Tony Lanza

Personal information
- Born: Ferdinairdo Antonio Lanza July 7, 1920 Montreal, Quebec, Canada
- Died: January 20, 2005 (aged 84)

Professional wrestling career
- Ring name(s): Tony Lanza Lario Lanza Felipe Manozian Black Devil The Strangler Masked Strangler Masked Spider The Gorilla King Kong, The Gorilla Man Young Sandor
- Billed height: 6 ft 0 in (1.83 m)
- Billed weight: 250 lb (110 kg)
- Trained by: Emile Maupas
- Debut: 1950
- Retired: 1973

= Tony Lanza =

Canadian professional wrestler (1920–2005)

Ferdinairdo Antonio Lanza (July 7, 1920 – January 20, 2005) was a Canadian professional wrestler, photographer and actor who was best known to fans in Quebec and Canada as Tony Lanza. Sports journalist Greg Oliver called Lanza "probably Canada's greatest [pro] wrestling photographer".

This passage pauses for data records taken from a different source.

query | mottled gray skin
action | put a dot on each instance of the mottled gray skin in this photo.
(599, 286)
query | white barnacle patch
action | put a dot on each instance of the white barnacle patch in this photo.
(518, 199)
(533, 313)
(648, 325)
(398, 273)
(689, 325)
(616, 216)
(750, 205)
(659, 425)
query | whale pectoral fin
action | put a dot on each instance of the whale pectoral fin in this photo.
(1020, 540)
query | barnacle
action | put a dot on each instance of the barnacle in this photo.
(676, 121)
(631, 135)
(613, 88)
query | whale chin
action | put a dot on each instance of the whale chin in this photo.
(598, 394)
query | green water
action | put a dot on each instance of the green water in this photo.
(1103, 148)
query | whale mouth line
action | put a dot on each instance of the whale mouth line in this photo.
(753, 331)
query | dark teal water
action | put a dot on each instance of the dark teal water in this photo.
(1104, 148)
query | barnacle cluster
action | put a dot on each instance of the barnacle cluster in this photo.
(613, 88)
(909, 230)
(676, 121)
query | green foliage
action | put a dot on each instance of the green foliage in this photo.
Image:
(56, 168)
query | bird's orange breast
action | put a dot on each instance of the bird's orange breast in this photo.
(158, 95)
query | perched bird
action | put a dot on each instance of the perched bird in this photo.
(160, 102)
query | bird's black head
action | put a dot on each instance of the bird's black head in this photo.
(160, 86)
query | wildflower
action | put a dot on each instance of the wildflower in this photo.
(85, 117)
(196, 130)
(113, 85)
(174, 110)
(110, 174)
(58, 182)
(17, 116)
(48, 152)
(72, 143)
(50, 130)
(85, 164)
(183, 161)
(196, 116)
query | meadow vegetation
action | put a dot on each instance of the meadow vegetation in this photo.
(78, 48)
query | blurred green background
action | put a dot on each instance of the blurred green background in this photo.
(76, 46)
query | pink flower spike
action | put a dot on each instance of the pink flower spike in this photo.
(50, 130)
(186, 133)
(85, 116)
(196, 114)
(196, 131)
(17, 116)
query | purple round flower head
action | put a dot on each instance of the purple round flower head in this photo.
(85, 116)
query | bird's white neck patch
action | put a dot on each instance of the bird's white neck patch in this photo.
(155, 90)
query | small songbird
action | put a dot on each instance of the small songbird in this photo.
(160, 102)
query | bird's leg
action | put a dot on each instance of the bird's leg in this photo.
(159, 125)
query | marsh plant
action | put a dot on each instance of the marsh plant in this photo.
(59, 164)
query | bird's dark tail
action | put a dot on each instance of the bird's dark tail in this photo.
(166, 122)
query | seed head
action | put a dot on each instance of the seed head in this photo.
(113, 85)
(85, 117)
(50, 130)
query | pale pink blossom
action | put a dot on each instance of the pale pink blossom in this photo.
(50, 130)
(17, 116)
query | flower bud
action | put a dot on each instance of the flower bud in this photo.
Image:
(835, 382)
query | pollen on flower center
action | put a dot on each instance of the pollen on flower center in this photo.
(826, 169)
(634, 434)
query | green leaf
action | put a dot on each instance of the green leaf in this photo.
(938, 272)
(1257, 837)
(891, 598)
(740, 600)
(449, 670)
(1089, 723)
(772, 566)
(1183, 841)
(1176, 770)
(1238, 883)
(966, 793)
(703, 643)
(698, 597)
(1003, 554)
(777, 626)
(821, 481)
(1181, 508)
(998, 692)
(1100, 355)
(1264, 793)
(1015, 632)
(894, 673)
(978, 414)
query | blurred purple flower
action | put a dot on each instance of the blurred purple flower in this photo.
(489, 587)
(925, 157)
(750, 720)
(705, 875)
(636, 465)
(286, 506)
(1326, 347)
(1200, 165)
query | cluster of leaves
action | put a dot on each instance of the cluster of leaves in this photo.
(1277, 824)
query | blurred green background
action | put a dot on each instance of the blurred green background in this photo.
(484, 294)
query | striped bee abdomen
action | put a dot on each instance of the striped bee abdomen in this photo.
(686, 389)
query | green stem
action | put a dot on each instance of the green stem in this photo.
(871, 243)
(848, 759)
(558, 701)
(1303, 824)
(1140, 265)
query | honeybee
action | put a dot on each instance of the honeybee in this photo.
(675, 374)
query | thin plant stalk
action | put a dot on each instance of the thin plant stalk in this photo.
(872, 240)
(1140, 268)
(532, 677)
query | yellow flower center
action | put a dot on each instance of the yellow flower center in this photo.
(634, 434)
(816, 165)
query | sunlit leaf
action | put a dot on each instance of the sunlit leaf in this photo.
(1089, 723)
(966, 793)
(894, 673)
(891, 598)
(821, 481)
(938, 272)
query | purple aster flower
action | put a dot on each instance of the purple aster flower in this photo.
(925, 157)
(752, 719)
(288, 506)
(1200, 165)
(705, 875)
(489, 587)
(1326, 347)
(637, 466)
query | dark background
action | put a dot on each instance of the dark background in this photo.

== Professional wrestling career ==
A student of Emile Maupas, Lanza made his wrestling debut in 1950 in Montreal. He also worked in Toronto, Ottawa and the United States with various masked gimmicks. In 1961, he was one of several Montreal wrestling stars to be featured in Wrestling (French: La lutte), a National Film Board of Canada documentary. Lanza trained Dominic DeNucci. He also trained Yvon Robert Jr. in the late-1960s. He retired from wrestling in 1973.

==Personal life==
Lanza died on January 20, 2005 at 84 from a fall in his bathroom.